Repentinamente la mirada de los panameños se enfocó en el oriente chiricano. Un grupo de ciudadanos a los que pocas veces ponemos atención se encargó de mostrar- tanto a los ciudadanos comunes como a las autoridades nacionales- que allá en la montaña, en los cerros que parecen silentes, en donde nacen los ríos en aparente soledad, hay vidas humanas con su carga de necesidades por satisfacer, reclamos urgidos de solución y derechos que defender.
Ahora, tres semanas después, muchos saben que el país no lo constituyen únicamente los centros urbanos y que allá, tierra adentro, también hay gente con aspiraciones legítimas y que goza de plena conciencia sobre su responsabilidad con el medio ambiente y con sus raíces y cultura.
Puede que no aprobemos los métodos utilizados y que no nos parezca que les asista el ciento por ciento de la razón, pero si algo debemos resaltar es que en medio de esta crisis, la comunidad ngäbe logró que se les visibilice y muchos panameños, que antes no volteaban la mirada para esos lares, hoy saben de su importancia y de lo decisivo que pueden ser para el futuro energético del país debido a la riqueza natural de las áreas en donde están asentadas desde que el país tiene memoria.
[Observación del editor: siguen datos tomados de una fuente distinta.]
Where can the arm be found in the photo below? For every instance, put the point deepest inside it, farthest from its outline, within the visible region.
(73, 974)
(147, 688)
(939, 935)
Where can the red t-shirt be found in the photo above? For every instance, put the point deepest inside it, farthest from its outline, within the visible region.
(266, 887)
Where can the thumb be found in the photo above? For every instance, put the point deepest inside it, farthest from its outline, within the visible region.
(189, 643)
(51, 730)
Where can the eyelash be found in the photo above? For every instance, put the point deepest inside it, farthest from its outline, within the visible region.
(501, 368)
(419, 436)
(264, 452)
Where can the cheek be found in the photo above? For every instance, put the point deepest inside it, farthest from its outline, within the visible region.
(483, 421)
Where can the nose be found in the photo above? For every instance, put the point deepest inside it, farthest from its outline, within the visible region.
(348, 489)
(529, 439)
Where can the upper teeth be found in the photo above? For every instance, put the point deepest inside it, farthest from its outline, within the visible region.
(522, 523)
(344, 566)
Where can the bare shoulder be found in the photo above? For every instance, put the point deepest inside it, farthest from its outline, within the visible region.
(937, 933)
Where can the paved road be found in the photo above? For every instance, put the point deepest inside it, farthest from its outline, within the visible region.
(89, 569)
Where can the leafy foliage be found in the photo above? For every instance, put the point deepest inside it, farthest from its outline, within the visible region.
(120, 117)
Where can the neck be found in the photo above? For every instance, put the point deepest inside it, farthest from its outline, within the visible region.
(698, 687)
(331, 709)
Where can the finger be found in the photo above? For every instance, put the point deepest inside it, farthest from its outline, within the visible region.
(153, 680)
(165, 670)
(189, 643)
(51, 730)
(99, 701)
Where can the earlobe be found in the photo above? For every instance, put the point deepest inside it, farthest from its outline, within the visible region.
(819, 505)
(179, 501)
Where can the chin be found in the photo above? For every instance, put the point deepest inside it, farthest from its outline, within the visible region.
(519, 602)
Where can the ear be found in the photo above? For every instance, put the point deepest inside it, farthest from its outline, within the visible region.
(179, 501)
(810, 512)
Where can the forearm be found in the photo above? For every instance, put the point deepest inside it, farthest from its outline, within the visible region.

Esta crisis, que nunca debió alcanzar los niveles de los cuales hemos sido testigos, es a la vez una gran oportunidad para que comencemos a ver el país, no como un abstracto, sino como un ente integral en el que mediante la organización y la concertación se puedan alcanzar acuerdos en los que nadie sienta que sus derechos son vulnerados y ningún sector reclame derechos exclusivos sobre los bienes que son comunes a todos.
Insistimos en que lo positivo de todo es que muchos panameños ya saben que, aunque tengamos diferencias en cuanto a costumbres y métodos de acción y lucha, es imposible construir un país sobre bases sólidas si desatendemos a un sector, por muy minoritario que sea.